You really need to get to me but if there was enough interest and an offer of beer'n'curry to make it worthwhile, I'd love to come to Edinburgh. 

Replica Pennies are about but a lot are shocking. Joff Summerfield is the man to speak to or you can spend £2k on one of the Czech ones.


----------



## Arch (27 May 2010)

Hilldodger said:


> You really need to get to me but if there was enough interest and an offer of beer'n'curry to make it worthwhile, I'd love to come to Edinburgh.
> 
> Replica Pennies are about but a lot are shocking. Joff Summerfield is the man to speak to or you can spend £2k on one of the Czech ones.



Or for £100 I'll do you one, I just need a big enough circular MDF table top, some drain pipe, and a BMX bike...

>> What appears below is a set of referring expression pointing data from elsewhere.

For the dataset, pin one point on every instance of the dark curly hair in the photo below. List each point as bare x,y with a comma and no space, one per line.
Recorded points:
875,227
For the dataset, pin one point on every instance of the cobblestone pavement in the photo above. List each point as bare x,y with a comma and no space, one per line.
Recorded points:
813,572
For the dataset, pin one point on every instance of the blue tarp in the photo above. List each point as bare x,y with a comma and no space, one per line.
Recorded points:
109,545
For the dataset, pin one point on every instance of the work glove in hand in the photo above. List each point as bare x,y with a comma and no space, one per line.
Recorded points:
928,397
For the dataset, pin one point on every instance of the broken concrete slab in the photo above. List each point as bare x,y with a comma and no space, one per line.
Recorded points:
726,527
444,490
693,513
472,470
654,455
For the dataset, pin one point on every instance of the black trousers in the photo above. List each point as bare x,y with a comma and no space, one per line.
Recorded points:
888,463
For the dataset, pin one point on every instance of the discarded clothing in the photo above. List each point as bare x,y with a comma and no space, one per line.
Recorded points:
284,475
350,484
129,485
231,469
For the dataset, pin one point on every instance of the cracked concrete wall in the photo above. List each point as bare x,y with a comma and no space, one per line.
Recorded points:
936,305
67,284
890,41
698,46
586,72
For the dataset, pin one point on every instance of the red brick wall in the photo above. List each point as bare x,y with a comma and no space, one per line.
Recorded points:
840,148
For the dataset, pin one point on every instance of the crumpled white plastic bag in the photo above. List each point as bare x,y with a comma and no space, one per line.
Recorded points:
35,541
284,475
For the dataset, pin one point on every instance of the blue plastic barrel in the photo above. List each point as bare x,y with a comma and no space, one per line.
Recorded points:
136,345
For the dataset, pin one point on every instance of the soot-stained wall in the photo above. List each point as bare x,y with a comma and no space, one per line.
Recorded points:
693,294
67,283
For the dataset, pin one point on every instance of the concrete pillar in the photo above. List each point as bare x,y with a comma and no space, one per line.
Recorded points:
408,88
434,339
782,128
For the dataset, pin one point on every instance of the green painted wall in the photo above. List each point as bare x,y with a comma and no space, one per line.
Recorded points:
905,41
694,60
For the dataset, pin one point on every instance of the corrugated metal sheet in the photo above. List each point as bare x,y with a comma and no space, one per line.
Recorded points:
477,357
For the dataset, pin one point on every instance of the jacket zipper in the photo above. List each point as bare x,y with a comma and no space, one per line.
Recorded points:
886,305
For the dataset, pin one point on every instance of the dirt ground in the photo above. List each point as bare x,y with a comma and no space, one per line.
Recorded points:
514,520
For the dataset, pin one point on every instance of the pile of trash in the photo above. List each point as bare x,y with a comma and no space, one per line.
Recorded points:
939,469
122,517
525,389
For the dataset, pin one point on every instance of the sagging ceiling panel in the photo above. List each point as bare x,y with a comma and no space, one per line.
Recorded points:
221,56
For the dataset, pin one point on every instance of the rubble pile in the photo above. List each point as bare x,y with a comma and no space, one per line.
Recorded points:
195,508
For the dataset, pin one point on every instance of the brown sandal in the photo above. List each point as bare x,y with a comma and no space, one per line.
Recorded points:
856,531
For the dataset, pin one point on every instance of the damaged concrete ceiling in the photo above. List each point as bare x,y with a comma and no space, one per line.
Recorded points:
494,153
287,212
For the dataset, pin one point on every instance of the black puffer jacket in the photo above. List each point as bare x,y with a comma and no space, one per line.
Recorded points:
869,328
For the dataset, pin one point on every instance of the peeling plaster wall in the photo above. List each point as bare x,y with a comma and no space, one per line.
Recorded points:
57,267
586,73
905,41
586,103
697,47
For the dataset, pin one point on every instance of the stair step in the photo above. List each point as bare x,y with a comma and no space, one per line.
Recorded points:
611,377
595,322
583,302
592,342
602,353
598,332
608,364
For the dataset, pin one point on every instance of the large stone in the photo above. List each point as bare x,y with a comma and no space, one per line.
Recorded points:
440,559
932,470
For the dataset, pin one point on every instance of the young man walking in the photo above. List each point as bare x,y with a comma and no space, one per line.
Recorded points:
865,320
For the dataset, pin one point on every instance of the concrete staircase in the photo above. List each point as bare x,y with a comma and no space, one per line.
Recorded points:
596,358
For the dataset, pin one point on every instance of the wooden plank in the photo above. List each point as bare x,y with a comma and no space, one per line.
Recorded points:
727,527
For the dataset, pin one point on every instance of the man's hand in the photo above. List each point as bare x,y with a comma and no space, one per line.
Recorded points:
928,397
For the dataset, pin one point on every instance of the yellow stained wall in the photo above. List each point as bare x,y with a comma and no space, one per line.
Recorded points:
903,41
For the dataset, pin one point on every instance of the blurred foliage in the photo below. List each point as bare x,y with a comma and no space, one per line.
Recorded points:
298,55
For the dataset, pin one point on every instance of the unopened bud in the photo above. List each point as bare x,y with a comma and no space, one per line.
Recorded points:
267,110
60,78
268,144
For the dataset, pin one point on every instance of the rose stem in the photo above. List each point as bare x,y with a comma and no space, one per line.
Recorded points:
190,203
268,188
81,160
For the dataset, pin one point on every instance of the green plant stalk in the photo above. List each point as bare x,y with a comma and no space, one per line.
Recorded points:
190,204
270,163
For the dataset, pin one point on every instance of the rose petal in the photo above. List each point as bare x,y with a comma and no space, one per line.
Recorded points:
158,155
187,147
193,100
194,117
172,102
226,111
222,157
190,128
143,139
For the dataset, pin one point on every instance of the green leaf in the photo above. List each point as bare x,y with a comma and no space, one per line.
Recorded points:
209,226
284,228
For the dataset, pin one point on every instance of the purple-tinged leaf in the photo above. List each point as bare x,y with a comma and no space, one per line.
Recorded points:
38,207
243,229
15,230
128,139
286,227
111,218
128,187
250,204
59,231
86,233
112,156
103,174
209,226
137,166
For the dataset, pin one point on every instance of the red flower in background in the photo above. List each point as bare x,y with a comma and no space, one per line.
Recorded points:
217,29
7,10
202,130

I see the scam behind this Hilldodger - you'll be videoing the courses and making fortune on You've Been Framed...

Cool idea though, well done!


----------



## Hilldodger (27 May 2010)

Gonna be on BBC TV tomorrow, too


----------



## HJ (27 May 2010)

Hilldodger said:


> You really need to get to me but if there was enough interest and an offer of beer'n'curry to make it worthwhile, I'd love to come to Edinburgh.
> 
> Replica Pennies are about but a lot are shocking. Joff Summerfield is the man to speak to or you can spend £2k on one of the Czech ones.



How many participants would you need to make it worthwhile? There are two interested so far...


----------



## Telemark (27 May 2010)

HJ said:


> How many participants would you need to make it worthwhile? There are two interested so far...



Now three 

T


----------



## mr_cellophane (31 May 2010)

> People attending the course will be shown how to mount and ride the bike, plus learn about the history of its development and past famous racers.



But not how to dismount.


----------



## Hilldodger (1 Jun 2010)

No, you give me your credit card and pin number and once you're riding I pop to the bank. Only then do I tell you how to dismount


----------